On the heels of millennial donors comes Gen Z, often called "Philanthroteens," who are championing even more changes. According to the nonprofit support organization Classy, 32% of Gen Zers donate their own money, 26% of 16- to 19-year-olds volunteer on a regular basis, and one in 10 want to start a nonprofit organization of their own.
"This is a trend we've started seeing over the last 20 years. Nonprofits are attracting more sophisticated donors who are asking more and more questions and expecting a level of transparency that wasn't there before," said Evan Walter, BOK Financial® Institutional Wealth relationship manager.
All donors want to help organizations and causes they're passionate about, "but the big change is the level of involvement," Walter said. "As with any investment, they're going to do their due diligence."
Engaged donors require transparency, which means they're likely to ask these questions:
- How will their money be used?
- What is the desired impact of their gift?
- How will that impact be measured or assessed?
- And how will that information be reported back to them?
"Donors want to know that the organization is financially viable," Walter said. "And that their investment is going to be used to make an impact."
As a result, nonprofits have become more analytical and discerning, with particular attention to their mission and efficacy. They should be prepared to share with donors:
- Financial reports
- Revenue forecasts
- Liability forecasts
- A gift policy
- Steps taken to protect the organization from physical, financial and cyber risk
"Social media and the abundance of information at our fingertips has changed how people operate," said Brooke Clark, a BOK Financial nonprofit advisor. "People are engaged and many want to champion a cause they believe in. Their contributions are active, not passive. This may mean they'll champion the cause and act as an advocate in the community, which is a positive for the nonprofit."
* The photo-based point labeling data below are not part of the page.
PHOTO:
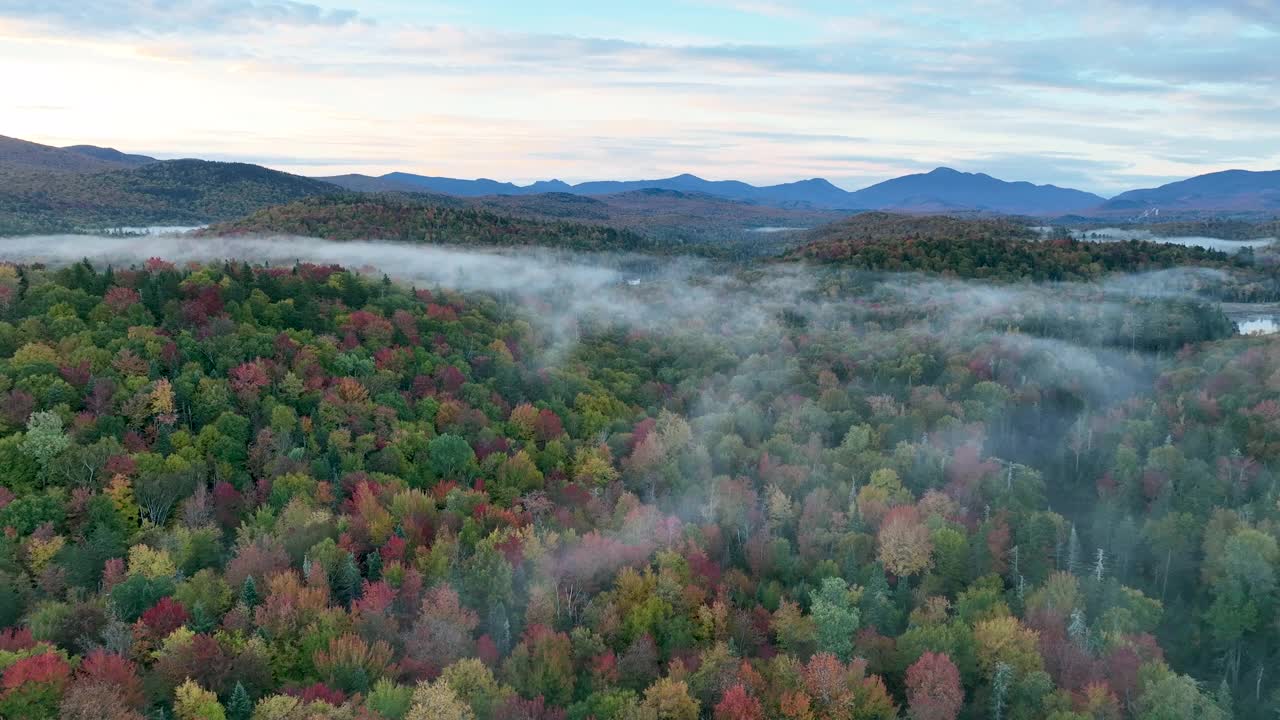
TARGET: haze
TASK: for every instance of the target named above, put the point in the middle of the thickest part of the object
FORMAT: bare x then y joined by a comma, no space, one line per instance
1101,94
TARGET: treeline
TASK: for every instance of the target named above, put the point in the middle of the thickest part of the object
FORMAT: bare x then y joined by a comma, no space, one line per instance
177,192
996,250
241,492
361,217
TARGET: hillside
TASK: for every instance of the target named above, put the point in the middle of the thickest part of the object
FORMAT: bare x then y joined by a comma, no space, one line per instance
19,154
941,190
112,155
1225,192
986,249
355,217
946,188
176,192
675,218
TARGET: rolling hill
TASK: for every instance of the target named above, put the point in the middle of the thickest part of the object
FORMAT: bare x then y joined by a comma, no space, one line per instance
1229,191
941,190
944,190
112,155
33,156
407,219
174,192
987,249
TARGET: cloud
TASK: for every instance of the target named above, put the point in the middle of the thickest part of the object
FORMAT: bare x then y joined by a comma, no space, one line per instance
1086,94
168,17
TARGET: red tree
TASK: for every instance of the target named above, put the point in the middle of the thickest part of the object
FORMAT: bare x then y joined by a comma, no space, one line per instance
165,616
739,705
933,688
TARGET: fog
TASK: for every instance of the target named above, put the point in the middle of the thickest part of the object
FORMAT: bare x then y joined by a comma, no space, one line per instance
1115,235
741,310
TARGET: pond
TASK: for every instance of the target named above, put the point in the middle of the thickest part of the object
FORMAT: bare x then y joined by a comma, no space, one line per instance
1261,324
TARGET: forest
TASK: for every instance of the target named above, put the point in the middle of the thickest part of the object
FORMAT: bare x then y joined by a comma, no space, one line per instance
269,491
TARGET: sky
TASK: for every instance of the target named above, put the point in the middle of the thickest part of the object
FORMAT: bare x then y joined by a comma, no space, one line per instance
1102,95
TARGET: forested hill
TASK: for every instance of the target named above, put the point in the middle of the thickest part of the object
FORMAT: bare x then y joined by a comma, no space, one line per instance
176,192
990,249
361,217
246,492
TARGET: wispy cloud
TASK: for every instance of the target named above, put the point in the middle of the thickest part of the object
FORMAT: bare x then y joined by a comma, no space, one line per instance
1088,94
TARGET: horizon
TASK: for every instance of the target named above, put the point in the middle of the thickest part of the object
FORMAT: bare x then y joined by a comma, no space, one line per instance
1101,96
524,185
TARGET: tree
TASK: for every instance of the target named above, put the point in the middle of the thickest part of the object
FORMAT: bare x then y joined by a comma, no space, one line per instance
670,700
739,705
451,456
542,665
32,687
240,706
933,689
346,579
1004,641
45,438
437,701
835,618
1169,696
904,542
442,633
192,702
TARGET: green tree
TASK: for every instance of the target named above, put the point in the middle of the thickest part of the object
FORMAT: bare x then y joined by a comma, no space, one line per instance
835,618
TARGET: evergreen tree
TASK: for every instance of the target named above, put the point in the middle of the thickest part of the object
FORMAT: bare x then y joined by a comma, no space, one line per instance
248,593
240,706
374,566
1073,552
1000,683
346,579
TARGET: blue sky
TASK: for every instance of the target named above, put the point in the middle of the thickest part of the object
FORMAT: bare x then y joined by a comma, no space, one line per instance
1104,95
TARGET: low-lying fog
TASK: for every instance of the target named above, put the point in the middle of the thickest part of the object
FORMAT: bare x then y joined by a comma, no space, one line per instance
748,313
1114,235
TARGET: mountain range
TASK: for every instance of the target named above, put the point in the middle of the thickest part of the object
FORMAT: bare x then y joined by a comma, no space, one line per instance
942,190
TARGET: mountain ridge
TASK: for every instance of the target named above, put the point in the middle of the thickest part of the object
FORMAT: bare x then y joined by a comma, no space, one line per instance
942,190
941,187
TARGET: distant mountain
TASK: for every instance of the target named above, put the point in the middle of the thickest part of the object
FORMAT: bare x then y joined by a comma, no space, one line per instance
945,190
174,192
411,219
112,155
1224,192
21,154
942,190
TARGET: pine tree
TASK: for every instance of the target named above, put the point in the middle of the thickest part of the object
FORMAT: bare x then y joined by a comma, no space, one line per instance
1079,629
374,566
346,579
1000,683
248,593
1224,698
1073,552
240,706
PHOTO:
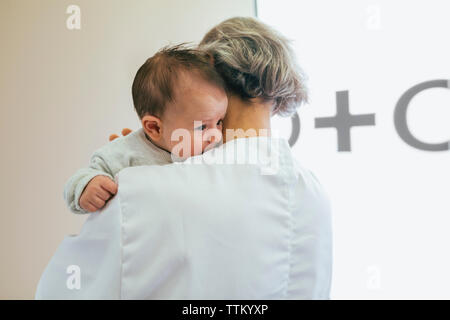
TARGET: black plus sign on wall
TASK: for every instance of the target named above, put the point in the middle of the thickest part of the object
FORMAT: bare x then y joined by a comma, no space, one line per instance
343,121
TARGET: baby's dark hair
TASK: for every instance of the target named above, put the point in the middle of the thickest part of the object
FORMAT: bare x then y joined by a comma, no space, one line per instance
154,83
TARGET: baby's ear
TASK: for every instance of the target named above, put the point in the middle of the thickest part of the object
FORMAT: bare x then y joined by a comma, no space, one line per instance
126,131
210,57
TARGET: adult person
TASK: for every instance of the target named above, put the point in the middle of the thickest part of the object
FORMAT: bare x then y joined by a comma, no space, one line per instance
220,229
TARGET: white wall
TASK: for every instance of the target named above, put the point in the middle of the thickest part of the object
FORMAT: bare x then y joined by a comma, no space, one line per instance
391,208
62,92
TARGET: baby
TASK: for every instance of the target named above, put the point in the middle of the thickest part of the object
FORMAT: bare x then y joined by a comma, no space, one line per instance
180,100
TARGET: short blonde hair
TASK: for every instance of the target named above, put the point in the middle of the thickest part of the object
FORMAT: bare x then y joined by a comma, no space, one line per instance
256,61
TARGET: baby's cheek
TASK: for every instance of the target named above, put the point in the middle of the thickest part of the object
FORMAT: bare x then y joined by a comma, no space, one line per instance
197,145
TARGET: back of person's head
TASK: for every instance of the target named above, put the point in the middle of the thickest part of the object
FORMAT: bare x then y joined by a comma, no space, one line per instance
155,81
256,61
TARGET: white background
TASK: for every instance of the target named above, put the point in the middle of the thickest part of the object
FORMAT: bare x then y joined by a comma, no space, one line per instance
391,208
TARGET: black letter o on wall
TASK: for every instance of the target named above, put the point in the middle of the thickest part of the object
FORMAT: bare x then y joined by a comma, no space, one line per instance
401,124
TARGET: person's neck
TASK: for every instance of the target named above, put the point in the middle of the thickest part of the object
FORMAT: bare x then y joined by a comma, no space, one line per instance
246,118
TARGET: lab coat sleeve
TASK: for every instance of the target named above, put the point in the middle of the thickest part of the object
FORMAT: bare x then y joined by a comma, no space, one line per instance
87,266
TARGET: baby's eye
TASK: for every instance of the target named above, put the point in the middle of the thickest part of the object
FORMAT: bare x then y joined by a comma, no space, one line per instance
202,127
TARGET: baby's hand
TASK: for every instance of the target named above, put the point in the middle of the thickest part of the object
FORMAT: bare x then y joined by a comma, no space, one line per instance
99,190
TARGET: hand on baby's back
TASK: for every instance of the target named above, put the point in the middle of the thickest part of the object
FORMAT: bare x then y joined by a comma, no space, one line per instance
97,192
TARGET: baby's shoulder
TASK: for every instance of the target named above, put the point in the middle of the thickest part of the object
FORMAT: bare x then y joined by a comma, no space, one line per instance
118,148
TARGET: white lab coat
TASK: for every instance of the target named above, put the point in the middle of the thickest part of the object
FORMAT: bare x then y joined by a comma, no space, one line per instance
254,229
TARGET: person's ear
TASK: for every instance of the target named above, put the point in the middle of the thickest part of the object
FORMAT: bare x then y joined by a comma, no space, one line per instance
152,126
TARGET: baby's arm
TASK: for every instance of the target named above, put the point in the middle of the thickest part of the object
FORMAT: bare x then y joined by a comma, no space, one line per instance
89,188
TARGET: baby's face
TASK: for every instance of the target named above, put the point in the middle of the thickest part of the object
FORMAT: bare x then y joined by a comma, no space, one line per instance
192,123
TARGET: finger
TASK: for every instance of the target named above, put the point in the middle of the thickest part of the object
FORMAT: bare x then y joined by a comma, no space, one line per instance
97,202
102,194
109,186
89,207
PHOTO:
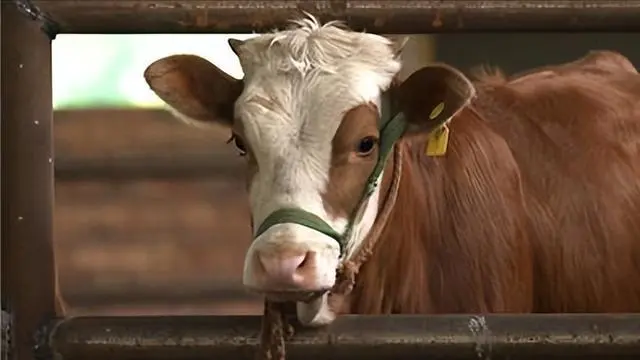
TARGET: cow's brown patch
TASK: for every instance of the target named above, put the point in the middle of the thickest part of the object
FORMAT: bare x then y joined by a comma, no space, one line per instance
350,170
535,208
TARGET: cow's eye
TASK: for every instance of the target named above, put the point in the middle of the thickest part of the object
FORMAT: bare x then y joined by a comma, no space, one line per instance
366,145
237,141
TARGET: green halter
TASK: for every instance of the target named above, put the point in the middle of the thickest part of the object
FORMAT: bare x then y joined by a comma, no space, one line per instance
391,126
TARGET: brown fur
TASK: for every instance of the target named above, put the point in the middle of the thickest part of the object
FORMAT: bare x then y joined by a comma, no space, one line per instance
535,207
349,171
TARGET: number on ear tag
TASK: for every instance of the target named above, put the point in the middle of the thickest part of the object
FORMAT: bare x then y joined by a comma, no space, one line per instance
438,141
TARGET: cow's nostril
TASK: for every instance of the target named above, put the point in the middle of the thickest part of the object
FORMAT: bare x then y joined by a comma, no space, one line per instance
306,260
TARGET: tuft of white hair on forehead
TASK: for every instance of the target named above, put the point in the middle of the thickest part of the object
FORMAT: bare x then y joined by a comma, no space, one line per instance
309,46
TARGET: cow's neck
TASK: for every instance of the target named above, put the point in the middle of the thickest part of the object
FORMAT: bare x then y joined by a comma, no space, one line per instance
394,279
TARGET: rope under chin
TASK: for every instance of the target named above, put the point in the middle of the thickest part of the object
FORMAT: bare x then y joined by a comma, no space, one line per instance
277,329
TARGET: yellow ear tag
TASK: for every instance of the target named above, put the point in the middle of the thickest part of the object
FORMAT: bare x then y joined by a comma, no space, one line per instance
438,141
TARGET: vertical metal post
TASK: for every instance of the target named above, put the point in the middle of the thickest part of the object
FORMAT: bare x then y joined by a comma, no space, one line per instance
27,179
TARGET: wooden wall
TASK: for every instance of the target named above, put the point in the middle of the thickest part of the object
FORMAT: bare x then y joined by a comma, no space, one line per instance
157,236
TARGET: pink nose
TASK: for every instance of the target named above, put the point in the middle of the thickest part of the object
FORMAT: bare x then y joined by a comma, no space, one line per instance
289,271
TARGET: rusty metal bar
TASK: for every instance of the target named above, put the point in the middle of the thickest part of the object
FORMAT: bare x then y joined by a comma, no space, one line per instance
27,180
367,337
390,16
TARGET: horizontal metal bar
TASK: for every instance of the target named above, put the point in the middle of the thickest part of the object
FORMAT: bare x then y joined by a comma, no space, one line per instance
368,337
390,16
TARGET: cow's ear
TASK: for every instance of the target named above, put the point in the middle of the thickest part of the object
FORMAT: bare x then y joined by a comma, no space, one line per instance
432,95
194,88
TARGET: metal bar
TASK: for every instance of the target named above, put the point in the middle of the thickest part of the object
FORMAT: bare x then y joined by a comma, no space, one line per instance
147,167
367,337
27,180
390,16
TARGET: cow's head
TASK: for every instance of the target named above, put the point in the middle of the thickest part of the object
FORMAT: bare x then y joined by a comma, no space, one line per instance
306,117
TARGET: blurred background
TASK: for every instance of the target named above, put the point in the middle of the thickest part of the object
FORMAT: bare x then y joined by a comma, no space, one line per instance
151,215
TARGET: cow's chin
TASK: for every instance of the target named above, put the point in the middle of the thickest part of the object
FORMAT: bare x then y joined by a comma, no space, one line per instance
294,295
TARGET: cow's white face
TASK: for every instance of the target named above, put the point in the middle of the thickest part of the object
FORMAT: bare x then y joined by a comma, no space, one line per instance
298,87
305,117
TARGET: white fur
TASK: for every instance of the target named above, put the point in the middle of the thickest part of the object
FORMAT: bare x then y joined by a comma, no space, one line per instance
298,85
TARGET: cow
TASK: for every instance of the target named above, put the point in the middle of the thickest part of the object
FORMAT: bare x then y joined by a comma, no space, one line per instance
442,193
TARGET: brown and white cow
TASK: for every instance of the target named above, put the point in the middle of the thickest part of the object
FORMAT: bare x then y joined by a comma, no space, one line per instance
533,207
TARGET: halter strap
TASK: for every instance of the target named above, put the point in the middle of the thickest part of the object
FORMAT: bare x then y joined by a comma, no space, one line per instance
392,125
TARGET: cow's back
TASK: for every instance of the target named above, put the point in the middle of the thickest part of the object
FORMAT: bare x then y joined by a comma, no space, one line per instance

Ultimately, nonprofit executives should rely on their own expertise.
Some well-meaning donors may want to get in the weeds of the organization's operations, and that may not benefit the organization, Clark cautioned. "It would serve nonprofits well to practice transparency by having these governing documents available to donors, and to be able to explain how these documents govern the organization.
"In their heart, every donor means well. But that doesn't mean every piece of advice they offer is what's best for the organization," she said . "It's important for nonprofit leaders to remember they have a fiduciary responsibility over all the assets under their care, not just to one donor."